The fifth day of our motorcycle trip from Vermont to Arizona started off cold and gray but the weather forecast promised sunshine and warmer temperatures so we took a chance and packed the raingear. We left Grand Island, Nebraska with the GPS telling us we had 130 miles heading straight west on Route 30 until our first turn.
We amused ourselves on the long, flat road through cornfields and soybeans by counting the cars on the numerous trains that sped by heading east. The longest I counted was 146, or about 1.3 miles long. Mike pumped his arm in the air to encourage the engineers to blow the train whistle, and most of them complied. It reminded me of when I was a little girl and we would take a walk with our grandmother down her dirt road in Indiana farmland to stand on the bridge over the toll road to wave at the truck drivers.
About 3 hours into the ride I felt like someone flipped a switch: the fog lifted, the sun came out in a cloudless blue sky, and the Nebraska landscape changed from lush green fields to rolling grassland.
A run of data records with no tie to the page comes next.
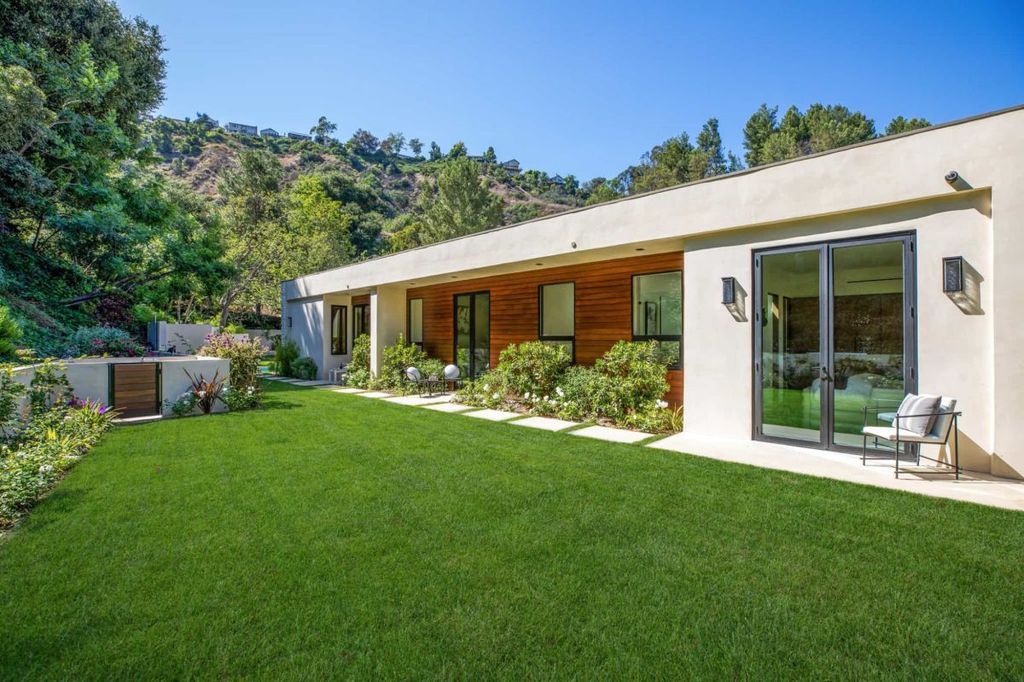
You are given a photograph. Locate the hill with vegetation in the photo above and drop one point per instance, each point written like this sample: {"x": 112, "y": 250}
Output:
{"x": 111, "y": 216}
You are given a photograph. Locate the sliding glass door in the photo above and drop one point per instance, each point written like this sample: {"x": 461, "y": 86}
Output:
{"x": 835, "y": 334}
{"x": 472, "y": 333}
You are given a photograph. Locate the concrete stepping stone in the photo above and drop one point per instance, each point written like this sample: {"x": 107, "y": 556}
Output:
{"x": 610, "y": 434}
{"x": 418, "y": 400}
{"x": 449, "y": 407}
{"x": 545, "y": 423}
{"x": 494, "y": 415}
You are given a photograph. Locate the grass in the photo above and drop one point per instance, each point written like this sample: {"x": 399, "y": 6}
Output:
{"x": 332, "y": 536}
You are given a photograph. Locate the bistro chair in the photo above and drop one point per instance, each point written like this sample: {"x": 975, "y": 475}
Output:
{"x": 424, "y": 386}
{"x": 943, "y": 421}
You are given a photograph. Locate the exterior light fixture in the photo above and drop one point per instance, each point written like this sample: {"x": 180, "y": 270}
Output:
{"x": 952, "y": 275}
{"x": 734, "y": 299}
{"x": 728, "y": 292}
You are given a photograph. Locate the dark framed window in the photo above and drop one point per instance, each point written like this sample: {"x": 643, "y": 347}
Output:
{"x": 339, "y": 323}
{"x": 360, "y": 320}
{"x": 415, "y": 322}
{"x": 657, "y": 312}
{"x": 556, "y": 316}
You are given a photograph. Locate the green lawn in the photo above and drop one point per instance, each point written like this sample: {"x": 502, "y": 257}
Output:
{"x": 332, "y": 536}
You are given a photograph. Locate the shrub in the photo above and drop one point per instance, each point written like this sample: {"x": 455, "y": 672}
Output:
{"x": 10, "y": 333}
{"x": 532, "y": 368}
{"x": 49, "y": 445}
{"x": 244, "y": 354}
{"x": 286, "y": 351}
{"x": 396, "y": 358}
{"x": 304, "y": 368}
{"x": 637, "y": 372}
{"x": 103, "y": 341}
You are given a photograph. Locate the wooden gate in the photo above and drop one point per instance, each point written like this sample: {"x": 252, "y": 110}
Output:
{"x": 135, "y": 388}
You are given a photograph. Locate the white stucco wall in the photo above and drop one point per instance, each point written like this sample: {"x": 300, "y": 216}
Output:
{"x": 893, "y": 184}
{"x": 89, "y": 378}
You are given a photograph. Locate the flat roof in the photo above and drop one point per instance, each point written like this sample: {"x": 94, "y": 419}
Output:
{"x": 715, "y": 178}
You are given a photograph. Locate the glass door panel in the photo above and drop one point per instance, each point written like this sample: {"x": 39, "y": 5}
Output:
{"x": 791, "y": 345}
{"x": 867, "y": 336}
{"x": 472, "y": 334}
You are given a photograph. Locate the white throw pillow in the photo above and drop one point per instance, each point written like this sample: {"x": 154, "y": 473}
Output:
{"x": 923, "y": 408}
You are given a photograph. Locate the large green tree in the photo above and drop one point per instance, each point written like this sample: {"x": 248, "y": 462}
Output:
{"x": 461, "y": 203}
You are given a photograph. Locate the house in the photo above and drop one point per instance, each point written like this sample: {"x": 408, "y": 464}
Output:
{"x": 790, "y": 296}
{"x": 241, "y": 128}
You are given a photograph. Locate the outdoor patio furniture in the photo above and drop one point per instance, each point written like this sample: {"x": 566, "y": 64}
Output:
{"x": 425, "y": 386}
{"x": 452, "y": 378}
{"x": 338, "y": 375}
{"x": 944, "y": 420}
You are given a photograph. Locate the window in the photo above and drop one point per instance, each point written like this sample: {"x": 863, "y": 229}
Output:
{"x": 360, "y": 320}
{"x": 338, "y": 326}
{"x": 416, "y": 322}
{"x": 557, "y": 315}
{"x": 657, "y": 312}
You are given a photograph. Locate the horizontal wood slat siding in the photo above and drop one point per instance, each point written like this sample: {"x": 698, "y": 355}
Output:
{"x": 135, "y": 389}
{"x": 603, "y": 307}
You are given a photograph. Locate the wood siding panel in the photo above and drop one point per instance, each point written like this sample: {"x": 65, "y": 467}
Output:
{"x": 603, "y": 302}
{"x": 136, "y": 389}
Mike spotted a small yellow cropdusting plane swooping over the fields like a large bird.
Route 30 took us west through the Sand Hills, the largest area of sand dunes in North America. Parts of this ecosystem have never been plowed, and I kept expecting to see a herd of buffalo thundering across the plains.
Mike had the GPS set to show the elevation as we gradually climbed from 1860' in Grand Island, NE to 5430' in Boulder, CO, our destination for the day. Western Nebraska and eastern Colorado are part of the Great Plains that stretch from Canada into Texas east of the Rockies. As we rode west and climbed higher, we watched clouds of dust follow tractors in the brown fields and herds of cattle grazing in the sparse grasslands.
As we kept pushing west, we both scanned the horizon for the first glimpse of the Rockies. I wondered what the pioneers felt as they slowly made their way through the Plains, knowing they had the Rockies to cross. We're looking forward to twisting, curving, steep mountain roads after 3 days of traveling on straight and flat highways, but I'm sure the folks in covered wagons had different thoughts about the Rockies.
We haven't been in a busy city like Boulder yet on this trip, and it was a shock to go from riding lonely miles with the road to ourselves to busy highways.
We're meeting our kids for dinner, looking forward to shooting pool and catching up with their lives. Tomorrow we're continuing our trek west into the Rockies. The flat, straight roads are behind us and the mountains promise a challenging and fun ride.